Let’s face it, sales is a grind. The daily slog of cold calls, follow ups, and client maintenance, combined with the stress of trying to hit your monthly, quarterly and yearly numbers, can take a toll on you. As the old saying goes, working smarter not harder can help to ease the burden. Three key factors — research, attitude, and persistence (RAP) — can impact your bottom line:
How to Be a Better Salesperson
Who is it that you need to speak to, and what do they do? It seems obvious, but using LinkedIn can be a tremendous asset towards saving you time by pointing you directly to the decision maker that you need to be talking to. Targeted list building via tools like LinkedIn will save you time in the long run by whittling your call list down to just the essential people, and weeding out the time wasters.

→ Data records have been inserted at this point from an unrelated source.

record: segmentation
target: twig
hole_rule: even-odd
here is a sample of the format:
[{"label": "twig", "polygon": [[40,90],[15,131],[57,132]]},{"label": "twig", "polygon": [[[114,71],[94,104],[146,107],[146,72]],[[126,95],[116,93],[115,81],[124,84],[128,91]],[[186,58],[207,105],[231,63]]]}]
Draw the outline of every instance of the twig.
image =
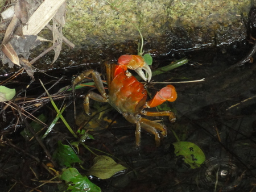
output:
[{"label": "twig", "polygon": [[241,104],[242,103],[245,102],[246,101],[249,101],[249,100],[250,100],[250,99],[253,99],[253,98],[255,98],[255,97],[256,97],[256,95],[254,95],[254,96],[253,96],[253,97],[250,97],[250,98],[247,98],[246,99],[245,99],[245,100],[243,100],[243,101],[242,101],[241,102],[240,102],[240,103],[237,103],[237,104],[236,104],[236,105],[232,105],[232,106],[229,107],[229,108],[226,108],[226,111],[228,111],[228,110],[230,110],[231,108],[233,108],[233,107],[236,107],[236,106],[238,106],[238,105]]},{"label": "twig", "polygon": [[46,55],[46,53],[47,53],[49,51],[50,51],[51,50],[53,49],[54,48],[55,48],[56,47],[57,47],[57,45],[59,45],[60,44],[60,43],[57,43],[56,44],[55,44],[54,45],[52,45],[51,47],[49,47],[47,49],[46,49],[46,51],[44,51],[43,53],[42,53],[41,54],[40,54],[38,56],[37,56],[36,58],[35,58],[34,59],[33,59],[32,60],[30,61],[30,64],[32,65],[33,64],[36,60],[38,60],[39,59],[41,58],[42,57],[43,57],[44,55]]},{"label": "twig", "polygon": [[30,131],[30,132],[33,135],[33,136],[35,137],[35,139],[38,141],[39,145],[41,146],[41,147],[43,148],[43,149],[44,151],[44,152],[46,153],[46,155],[47,156],[47,158],[49,159],[49,160],[51,161],[51,162],[52,163],[52,164],[54,165],[54,166],[57,167],[57,164],[55,163],[55,162],[52,160],[52,156],[51,155],[49,152],[48,151],[48,149],[46,148],[46,145],[43,144],[43,141],[41,140],[39,136],[36,134],[35,131],[34,130],[33,128],[31,127],[30,124],[28,123],[27,120],[24,118],[23,114],[21,112],[21,110],[20,108],[17,108],[17,111],[19,112],[19,116],[20,116],[22,121],[24,123],[26,128]]},{"label": "twig", "polygon": [[[46,27],[48,27],[48,28],[49,30],[50,30],[51,31],[52,31],[52,27],[50,26],[50,24],[49,23],[48,23],[46,25]],[[63,34],[60,34],[59,32],[55,32],[57,34],[57,35],[61,37],[62,37],[62,39],[63,39],[63,41],[64,41],[71,48],[75,48],[75,44],[72,43],[71,41],[69,41],[68,39],[66,38],[66,37],[65,37]]]},{"label": "twig", "polygon": [[177,82],[151,82],[151,84],[187,84],[187,83],[193,83],[196,82],[204,81],[205,78],[200,80],[194,81],[177,81]]}]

A LinkedIn message rather than an email shows that you’ve taken the time to learn about your prospect, and turns a cold call slightly warmer. This also gives your prospect a chance to look at your profile before responding, which can help eliminate some early questions.
Aside from learning about your contact, take the time to learn a little about the company. This will help you to better identify their potential pain points and how you can provide the solution. Part of this research will also illuminate their target markets and buying cycles, so you can make sure you’re calling them at the right time.
Sales is a business of rejection. Even the most optimistic of ratios would have you hearing a “no” at least half the time. When several of those rejections come consecutively (especially on the same day), it’s easy to let it get you down. But each new call or email is potentially the streak-breaker. Even though you’re not face-to-face with your prospect, your mood impacts your tone of voice on the phone and your word selection in emails. Negativity breeds negativity, and having a positive outlook each and every time you reach out is critical.
Part of this attitude is not just a belief in yourself, but a belief in what you’re selling. You have to know your products inside and out. Additionally, you have to know your competition inside and out. How can you be expected to solve your prospect’s problems if you don’t fully understand how your product provides the solution? Knowledge is power, and that power brings a confidence which is perceptible to anyone hearing your pitch. Your prospect will quickly understand that you firmly grasp the challenges they’re facing, and will trust that you can provide a solution.
It should take you at least five “no” answers in a conversation before you actually take no for an answer. Think of it this way. If for every 100 people that tell you “no” the first time, you get 10 to change their mind to a “maybe,” that’s 10 more detailed pitches you get to make. From those 10 pitches, if two of them decide to turn their “maybe” into a “yes,” that’s two more sales than you had before just by not giving up. The other 98 rejections were rejections the first time they said “no,” so you haven’t lost anything. Each time you hear a “no,” ask for a reason. If you’ve done your research and know your prospect and product like described above, you should be able to counter their “no” with a valid reason why they should hear you out.
Part of persistence is also a dogged determination to keep grinding. It’s simple math: regardless of your closing percentage, you’ll sell more by making 100 calls than you will by making 10. The constant rejection can wear you down, but if you follow the RAP guidelines, you’ll have better targets, a better attitude and a determination to turn “no” into “yes” that will carry you to better sales.